Photo rendant hommage à l'armée russe sur une station de métro du centre de Moscou.
Photo rendant hommage à l'armée russe sur une station de métro du centre de Moscou. © Anissa El Jabri/RFI

Encore plus en Asie centrale, dans les familles de ceux qui jusqu’ici vidaient les poubelles, déneigeaient les rues et les toits ou trimaient sur les chantiers ou dans les cuisines des restaurants en Russie. Combien sont-ils à être allés se battre en Ukraine sous uniforme russe ? À partir de sources ouvertes, plusieurs médias ont fait ce calcul : on compterait ainsi une trentaine de Kirghizes, dont 17 qui auraient été enrôlés chez Wagner. Il est fort probable qu’on parle là de la partie émergée de l’iceberg : tous les corps ne sont pas revenus, tous les proches n’ont pas de nouvelles, tous surtout n’ont pas les moyens de faire des recherches. Au Kirghizstan, ces hommes recrutés viennent souvent du Sud du pays, de provinces où on vit dans une grande pauvreté. Contactées par RFI, les familles de soldats décédés détaillent par ailleurs un même scénario qui suggère que les migrants seraient le plus souvent envoyés immédiatement en première ligne : un enrôlement, un entraînement rapide, et un décès express.

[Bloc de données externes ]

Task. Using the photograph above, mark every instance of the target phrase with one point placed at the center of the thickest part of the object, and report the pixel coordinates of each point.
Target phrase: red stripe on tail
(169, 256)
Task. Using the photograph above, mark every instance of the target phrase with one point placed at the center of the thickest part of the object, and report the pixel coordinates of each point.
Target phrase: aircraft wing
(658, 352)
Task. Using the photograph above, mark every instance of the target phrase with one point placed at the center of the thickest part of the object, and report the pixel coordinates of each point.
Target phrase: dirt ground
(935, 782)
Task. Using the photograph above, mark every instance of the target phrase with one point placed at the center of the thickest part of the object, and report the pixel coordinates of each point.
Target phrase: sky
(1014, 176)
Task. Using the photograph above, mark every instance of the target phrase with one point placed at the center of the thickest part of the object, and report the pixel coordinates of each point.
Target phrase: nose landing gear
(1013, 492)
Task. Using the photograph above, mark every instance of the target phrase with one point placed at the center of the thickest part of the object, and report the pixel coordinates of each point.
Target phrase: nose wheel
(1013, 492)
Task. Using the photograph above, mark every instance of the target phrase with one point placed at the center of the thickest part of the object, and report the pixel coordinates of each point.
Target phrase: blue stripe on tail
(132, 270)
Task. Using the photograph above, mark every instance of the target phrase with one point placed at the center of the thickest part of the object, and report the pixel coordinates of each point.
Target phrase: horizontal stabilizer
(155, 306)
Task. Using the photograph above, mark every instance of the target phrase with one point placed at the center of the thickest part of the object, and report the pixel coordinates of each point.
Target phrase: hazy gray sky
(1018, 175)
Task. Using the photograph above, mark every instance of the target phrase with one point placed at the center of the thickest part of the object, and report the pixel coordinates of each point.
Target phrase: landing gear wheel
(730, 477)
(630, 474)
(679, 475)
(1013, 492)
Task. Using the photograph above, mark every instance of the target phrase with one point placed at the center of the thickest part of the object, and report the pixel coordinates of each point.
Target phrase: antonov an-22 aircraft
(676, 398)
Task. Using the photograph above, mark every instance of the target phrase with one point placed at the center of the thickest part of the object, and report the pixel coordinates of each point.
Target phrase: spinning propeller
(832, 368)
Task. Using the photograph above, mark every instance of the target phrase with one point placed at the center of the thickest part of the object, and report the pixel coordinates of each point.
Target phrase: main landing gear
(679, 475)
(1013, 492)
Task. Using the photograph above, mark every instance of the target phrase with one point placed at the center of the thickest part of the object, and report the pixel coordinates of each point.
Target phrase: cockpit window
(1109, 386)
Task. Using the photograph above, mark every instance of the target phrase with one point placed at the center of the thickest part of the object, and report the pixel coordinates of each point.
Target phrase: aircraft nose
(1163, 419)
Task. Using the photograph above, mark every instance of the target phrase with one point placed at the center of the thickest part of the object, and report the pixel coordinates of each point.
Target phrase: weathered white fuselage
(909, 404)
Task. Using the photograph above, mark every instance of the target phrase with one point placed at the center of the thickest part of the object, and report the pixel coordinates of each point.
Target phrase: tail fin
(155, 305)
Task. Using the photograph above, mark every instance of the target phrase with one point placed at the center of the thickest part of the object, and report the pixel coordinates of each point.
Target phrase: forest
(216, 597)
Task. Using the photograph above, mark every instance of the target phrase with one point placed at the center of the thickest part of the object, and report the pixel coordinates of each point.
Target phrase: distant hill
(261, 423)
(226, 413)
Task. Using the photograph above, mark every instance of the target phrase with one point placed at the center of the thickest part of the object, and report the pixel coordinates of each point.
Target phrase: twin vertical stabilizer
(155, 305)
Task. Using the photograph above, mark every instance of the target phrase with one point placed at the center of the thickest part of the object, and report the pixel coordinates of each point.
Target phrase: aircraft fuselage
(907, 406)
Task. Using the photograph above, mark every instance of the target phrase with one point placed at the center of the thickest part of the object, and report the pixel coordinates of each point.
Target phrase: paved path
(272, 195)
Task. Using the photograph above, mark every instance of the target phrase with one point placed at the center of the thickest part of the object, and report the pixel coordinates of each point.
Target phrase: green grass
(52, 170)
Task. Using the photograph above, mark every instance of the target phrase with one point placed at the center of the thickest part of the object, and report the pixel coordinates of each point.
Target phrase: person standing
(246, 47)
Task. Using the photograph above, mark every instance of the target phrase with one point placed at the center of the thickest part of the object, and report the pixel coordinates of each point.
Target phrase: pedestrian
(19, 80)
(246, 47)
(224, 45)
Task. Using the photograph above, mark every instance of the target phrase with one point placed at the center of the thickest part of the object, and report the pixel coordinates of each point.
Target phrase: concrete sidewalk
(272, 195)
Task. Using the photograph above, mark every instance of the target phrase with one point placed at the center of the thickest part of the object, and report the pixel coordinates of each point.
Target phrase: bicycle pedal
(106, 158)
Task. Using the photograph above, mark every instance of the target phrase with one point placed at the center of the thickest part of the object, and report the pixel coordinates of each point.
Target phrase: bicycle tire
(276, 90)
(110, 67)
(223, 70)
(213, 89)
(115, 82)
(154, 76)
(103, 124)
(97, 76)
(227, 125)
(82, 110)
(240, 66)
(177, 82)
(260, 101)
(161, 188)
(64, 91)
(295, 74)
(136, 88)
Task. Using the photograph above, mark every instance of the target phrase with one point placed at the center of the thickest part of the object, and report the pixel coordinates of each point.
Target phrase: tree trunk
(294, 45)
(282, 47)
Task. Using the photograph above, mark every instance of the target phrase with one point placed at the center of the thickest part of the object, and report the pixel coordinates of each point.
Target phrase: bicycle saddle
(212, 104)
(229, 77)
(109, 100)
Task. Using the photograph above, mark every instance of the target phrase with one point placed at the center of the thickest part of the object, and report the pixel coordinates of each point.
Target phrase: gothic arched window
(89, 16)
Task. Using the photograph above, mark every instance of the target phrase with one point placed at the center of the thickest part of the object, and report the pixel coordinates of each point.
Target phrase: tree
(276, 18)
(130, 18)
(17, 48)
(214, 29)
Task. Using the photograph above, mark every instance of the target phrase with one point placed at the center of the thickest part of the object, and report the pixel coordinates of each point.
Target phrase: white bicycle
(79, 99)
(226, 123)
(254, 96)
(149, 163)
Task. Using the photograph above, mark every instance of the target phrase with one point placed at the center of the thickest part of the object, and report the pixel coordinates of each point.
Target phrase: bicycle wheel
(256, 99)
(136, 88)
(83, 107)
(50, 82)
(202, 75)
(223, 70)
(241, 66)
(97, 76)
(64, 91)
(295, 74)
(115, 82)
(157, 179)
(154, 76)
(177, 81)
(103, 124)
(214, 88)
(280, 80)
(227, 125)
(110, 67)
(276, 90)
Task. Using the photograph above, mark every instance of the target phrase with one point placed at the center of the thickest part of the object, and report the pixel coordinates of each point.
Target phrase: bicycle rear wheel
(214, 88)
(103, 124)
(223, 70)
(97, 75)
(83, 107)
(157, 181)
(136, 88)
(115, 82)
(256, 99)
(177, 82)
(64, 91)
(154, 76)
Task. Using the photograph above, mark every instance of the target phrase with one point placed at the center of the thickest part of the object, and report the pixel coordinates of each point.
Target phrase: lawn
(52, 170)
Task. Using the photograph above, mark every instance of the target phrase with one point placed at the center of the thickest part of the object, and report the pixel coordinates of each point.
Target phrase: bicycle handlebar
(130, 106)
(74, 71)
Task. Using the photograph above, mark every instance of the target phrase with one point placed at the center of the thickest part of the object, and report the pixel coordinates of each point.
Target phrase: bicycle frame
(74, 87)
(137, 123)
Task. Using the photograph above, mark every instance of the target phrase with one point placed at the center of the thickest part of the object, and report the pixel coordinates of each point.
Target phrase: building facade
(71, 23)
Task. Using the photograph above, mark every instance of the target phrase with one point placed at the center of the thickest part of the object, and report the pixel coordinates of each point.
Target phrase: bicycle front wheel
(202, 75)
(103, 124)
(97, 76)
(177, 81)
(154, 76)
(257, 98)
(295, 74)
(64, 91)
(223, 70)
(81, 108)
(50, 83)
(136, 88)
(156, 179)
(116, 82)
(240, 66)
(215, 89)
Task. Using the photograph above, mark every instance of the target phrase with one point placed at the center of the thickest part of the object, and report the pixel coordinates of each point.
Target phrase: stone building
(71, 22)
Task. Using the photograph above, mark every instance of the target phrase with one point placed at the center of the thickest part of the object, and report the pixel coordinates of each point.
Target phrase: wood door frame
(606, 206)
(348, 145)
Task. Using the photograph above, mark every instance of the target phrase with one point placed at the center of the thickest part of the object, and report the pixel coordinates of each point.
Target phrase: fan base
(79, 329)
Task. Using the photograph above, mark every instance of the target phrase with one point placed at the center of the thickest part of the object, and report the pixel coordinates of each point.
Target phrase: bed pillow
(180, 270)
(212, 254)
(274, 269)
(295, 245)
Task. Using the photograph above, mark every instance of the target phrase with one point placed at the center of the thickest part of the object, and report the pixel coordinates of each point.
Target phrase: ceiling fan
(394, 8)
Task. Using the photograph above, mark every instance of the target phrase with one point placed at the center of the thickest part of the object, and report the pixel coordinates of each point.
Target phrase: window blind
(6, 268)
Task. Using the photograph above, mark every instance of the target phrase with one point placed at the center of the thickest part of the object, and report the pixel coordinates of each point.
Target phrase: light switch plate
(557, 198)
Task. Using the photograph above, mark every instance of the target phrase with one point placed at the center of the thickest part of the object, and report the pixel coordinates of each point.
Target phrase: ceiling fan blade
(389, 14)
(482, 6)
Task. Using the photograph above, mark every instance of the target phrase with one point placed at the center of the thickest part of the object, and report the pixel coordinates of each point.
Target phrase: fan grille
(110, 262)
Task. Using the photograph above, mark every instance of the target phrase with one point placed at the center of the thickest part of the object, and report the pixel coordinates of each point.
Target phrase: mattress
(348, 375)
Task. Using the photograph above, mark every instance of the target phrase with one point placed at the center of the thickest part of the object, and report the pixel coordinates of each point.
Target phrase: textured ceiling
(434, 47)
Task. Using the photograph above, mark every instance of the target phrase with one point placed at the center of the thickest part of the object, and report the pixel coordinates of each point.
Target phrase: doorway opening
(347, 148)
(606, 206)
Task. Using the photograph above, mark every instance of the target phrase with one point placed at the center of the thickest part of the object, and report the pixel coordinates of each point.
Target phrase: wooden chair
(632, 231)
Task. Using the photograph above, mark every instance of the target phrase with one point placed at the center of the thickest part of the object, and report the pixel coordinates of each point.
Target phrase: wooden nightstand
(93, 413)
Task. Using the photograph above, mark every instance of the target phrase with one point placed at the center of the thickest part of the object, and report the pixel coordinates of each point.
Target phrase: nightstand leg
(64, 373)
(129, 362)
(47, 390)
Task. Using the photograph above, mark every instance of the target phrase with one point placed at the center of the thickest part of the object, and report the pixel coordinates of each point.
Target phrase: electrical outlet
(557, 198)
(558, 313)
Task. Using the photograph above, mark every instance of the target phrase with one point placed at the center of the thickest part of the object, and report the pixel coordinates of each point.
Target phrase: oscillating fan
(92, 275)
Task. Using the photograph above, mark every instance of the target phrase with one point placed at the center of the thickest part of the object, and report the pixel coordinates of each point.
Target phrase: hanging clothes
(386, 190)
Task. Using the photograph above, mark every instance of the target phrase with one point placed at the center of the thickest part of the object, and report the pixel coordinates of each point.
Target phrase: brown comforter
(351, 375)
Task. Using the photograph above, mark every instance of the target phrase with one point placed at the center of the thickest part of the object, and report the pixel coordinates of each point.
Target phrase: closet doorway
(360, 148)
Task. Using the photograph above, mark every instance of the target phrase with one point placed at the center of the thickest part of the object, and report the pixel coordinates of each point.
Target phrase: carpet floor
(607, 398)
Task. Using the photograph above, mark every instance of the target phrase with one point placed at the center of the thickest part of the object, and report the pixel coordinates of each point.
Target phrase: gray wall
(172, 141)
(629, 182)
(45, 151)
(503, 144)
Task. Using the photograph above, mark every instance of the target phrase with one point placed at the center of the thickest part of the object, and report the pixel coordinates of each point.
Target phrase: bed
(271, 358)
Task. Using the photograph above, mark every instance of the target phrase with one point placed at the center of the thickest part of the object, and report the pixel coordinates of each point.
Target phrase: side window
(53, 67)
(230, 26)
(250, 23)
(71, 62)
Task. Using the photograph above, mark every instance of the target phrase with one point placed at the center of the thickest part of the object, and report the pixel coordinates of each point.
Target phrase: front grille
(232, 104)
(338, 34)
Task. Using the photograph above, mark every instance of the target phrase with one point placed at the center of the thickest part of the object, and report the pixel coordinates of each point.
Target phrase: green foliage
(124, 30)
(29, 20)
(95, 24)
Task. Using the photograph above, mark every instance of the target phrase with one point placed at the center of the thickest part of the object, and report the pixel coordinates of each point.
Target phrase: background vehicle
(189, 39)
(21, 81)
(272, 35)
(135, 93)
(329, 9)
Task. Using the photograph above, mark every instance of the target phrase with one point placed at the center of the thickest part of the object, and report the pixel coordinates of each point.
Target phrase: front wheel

« Dites à vos fils de ne surtout pas y aller » 

C’est ce qui est arrivé à Jadalshbek, l’oncle adoré de Nurlan, qui lui vivait en Russie depuis de longues années. Jadalshbek avait fait son service comme tankiste dans les dernières années de l’Union soviétique. Pendant des années, l’oncle devenu binational et vivant dans la région de Vladimir et le neveu, Kirghiz mais travaillant régulièrement en Russie, s’étaient perdus de vue. Quand Nurlan le retrouve enfin, il est fou de joie. Il dit aujourd’hui « ne pas avoir prêté attention à toutes ses paroles », dont celles-ci qu’on entend martelées toute la journée en Russie à la télévision : « il faut aller défendre la patrie ». L’oncle, malgré les supplications de toute la famille, finit par signer pour l’armée en octobre 2022. Son dernier appel, raconte Nurlan, est pour dire qu’il est furieux d’avoir été incorporé dans l’infanterie au lieu de conduire un char. Trois semaines plus tard, il est déclaré mort. « L’argent de l’armée n’est jamais arrivé pour son enterrement », dit Nurlan, « ce sont les habitants de son village en Russie qui se sont cotisés pour lui rendre un dernier hommage ». Muré dans sa peine, Nurlan, s’exprime d’un ton égal et ne manifeste pas de colère, refuse de donner son avis sur la décision de Vladimir Poutine de lancer son offensive en Ukraine, mais lâche quand même « J’ai toujours pensé que la Russie était une grande puissance et une nation juste. Aujourd’hui, je ne sais plus ».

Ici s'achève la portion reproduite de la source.